‘Young Turks’ Founder Cenk Uygur Apologizes for ‘Ugly,’ ‘Insensitive’ Old Blog Posts (Exclusive)

Liberal host once wrote that women are genetically “flawed” because they don’t want to have sex often enough

“Young Turks” creator and host Cenk Uygur made multiple graphic and disparaging remarks about women in his early days as a blogger, including saying that women were genetically “flawed” because they don’t want to have sex often enough.

TheWrap found the blog posts, from the early 2000s, in online archives. In an interview with TheWrap, Uygur apologized and said he deleted the “ugly” posts a decade ago because “I don’t stand by them.”

“The stuff I wrote back then was really insensitive and ignorant,” Uygur said. “If you read that today, what I wrote 18 years ago, and you’re offended by it, you’re 100 percent right. And anyone who is subjected to that material, I apologize to. And I deeply regret having written that stuff when I was a different guy.”

Uygur said he wrote the posts while he was still a conservative, before he underwent a political transformation into a liberal. His news organization, The Young Turks, now offers left-leaning stories and commentary.

“If someone said that today, I would heavily criticize them on the show and rightfully so, and I have. I’ve criticized myself over the years,” he added. “I had not yet matured and I was still a conservative who thought that stuff was politically incorrect and edgy. When you read it now, it looks really, honestly, ugly. And it’s very uncomfortable to read.”

In an entry from 2000, Uygur complained about not having enough sex while living in Miami: “It seems like there is a sea of tits here, and I am drinking in tiny droplets. I want to dive into the whole god damn ocean,” he wrote. “Obviously, the genes of women are flawed. They are poorly designed creatures who do not want to have sex nearly as often as needed for the human race to get along peaceably and fruitfully.”

In another entry, “Rules of Dating,” Uygur described how fast physical intimacy should progress.

“Women, ignore these at your peril,” he wrote. “Rule 1: There must be some serious making out by the third date. If I haven’t felt your tits by then, things are not about to last much longer. In fact, if you don’t get back on track by the fourth date, you’re done.”

He added: “Rule 2: There must be orgasm by the fifth date.”

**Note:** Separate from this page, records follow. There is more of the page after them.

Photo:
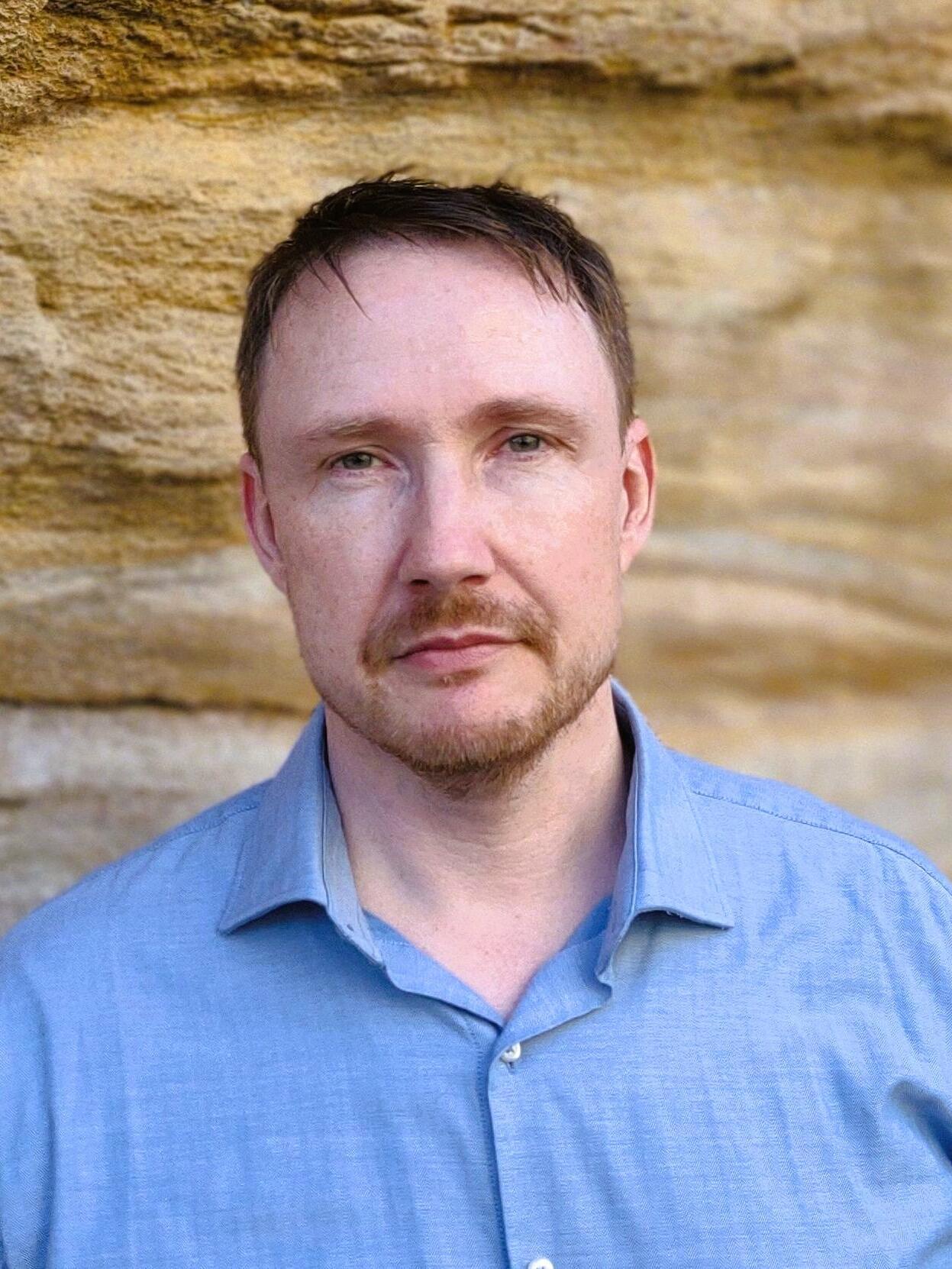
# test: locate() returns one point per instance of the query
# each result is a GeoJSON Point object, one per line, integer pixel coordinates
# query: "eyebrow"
{"type": "Point", "coordinates": [515, 412]}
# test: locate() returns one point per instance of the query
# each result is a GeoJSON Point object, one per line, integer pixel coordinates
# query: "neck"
{"type": "Point", "coordinates": [538, 854]}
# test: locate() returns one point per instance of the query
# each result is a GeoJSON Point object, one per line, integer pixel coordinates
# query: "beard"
{"type": "Point", "coordinates": [456, 757]}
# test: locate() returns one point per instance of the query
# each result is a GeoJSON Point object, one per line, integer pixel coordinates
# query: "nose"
{"type": "Point", "coordinates": [446, 540]}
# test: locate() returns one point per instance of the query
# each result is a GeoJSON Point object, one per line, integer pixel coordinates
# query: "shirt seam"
{"type": "Point", "coordinates": [178, 834]}
{"type": "Point", "coordinates": [829, 828]}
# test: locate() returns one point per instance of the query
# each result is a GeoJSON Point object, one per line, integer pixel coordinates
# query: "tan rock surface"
{"type": "Point", "coordinates": [82, 787]}
{"type": "Point", "coordinates": [772, 180]}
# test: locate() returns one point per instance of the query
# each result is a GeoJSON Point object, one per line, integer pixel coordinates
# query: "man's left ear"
{"type": "Point", "coordinates": [637, 496]}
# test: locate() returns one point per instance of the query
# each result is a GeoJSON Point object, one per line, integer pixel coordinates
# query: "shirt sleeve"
{"type": "Point", "coordinates": [26, 1144]}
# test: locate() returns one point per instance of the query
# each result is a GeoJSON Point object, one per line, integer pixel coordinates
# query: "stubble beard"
{"type": "Point", "coordinates": [456, 758]}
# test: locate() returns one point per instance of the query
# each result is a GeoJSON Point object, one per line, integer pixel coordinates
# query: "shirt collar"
{"type": "Point", "coordinates": [295, 849]}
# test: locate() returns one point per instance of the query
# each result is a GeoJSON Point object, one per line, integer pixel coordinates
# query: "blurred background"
{"type": "Point", "coordinates": [773, 179]}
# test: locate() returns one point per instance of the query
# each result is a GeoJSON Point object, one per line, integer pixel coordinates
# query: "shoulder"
{"type": "Point", "coordinates": [768, 818]}
{"type": "Point", "coordinates": [186, 866]}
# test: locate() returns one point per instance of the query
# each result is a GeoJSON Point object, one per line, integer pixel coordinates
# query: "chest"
{"type": "Point", "coordinates": [324, 1129]}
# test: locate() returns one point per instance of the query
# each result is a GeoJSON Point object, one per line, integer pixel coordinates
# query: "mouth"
{"type": "Point", "coordinates": [448, 653]}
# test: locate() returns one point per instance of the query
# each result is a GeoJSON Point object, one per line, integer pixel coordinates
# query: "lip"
{"type": "Point", "coordinates": [448, 653]}
{"type": "Point", "coordinates": [453, 642]}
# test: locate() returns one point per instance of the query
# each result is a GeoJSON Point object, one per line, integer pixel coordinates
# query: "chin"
{"type": "Point", "coordinates": [480, 735]}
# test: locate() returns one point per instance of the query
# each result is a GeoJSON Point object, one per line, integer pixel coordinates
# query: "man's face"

In a a post archived in 2003, he wrote about carousing with numerous women in New Orleans while drunk.

“I had one of the best nights of my life at Mardi Gras. I kissed over 23 different women, saw and felt countless breasts, and was in a wonderful drunken stupor thanks to my friend John Daniels,” reads the post.

John Daniels is sometimes used as a nickname for Jack Daniels whiskey. Uygur told TheWrap that all of the behavior he described had been consensual.

The posts were written during the earliest years of Uygur’s career as a journalist on YoungTurk.com — which today redirects to a website for The Young Turks.

Another post from 2004 described a road trip with Uygur and David Koller, now senior vice president of operations at the Young Turks. The post was written in the style of a diary entry. At one point, “Dave” described chatting up some underage teenage girls he called “whores in training.”

“In one small Pennsylvania town we stopped for gas, and while Cenk filled up I went to talk to these three girls who were walking down the road nearby. Turns out they were three teenage girls, whores in training, literally looking for boys to pick them up,” he wrote. “They were around 14-16 and in a few more years will be pretty damn good looking.”

Koller declined to comment on the matter.

“I don’t want to talk about any of that stuff. Thank you for calling,” he told TheWrap by phone before hanging up.

Uygur said while the trip had been real, much of what was described in the entry had been satirical and exaggerated.

“[Koller] wrote in a way that was over-the-top satire and that doesn’t look good,” said Uygur. “Some of the stuff he did in there we didn’t do … We did not proposition any underage women.”

Uygur said the posts in no way reflect his views today, and that The Young Turks encourages a progressive atmosphere where many women hold positions of power. But one former employee, who spoke to TheWrap on condition of anonymity, said Uygur still makes comments that make female staffers uncomfortable.

“Cenk is just a knucklehead. He’s a boy. He talks about women the way I talked when I was 13,” he said. “He’s obsessed with body count — basically how many people you f—ed. This is an important number to him.”

Uygur’s public fondness for Miami women was still on display as recently as 2013, when he tweeted about their “improbable” breasts and butts.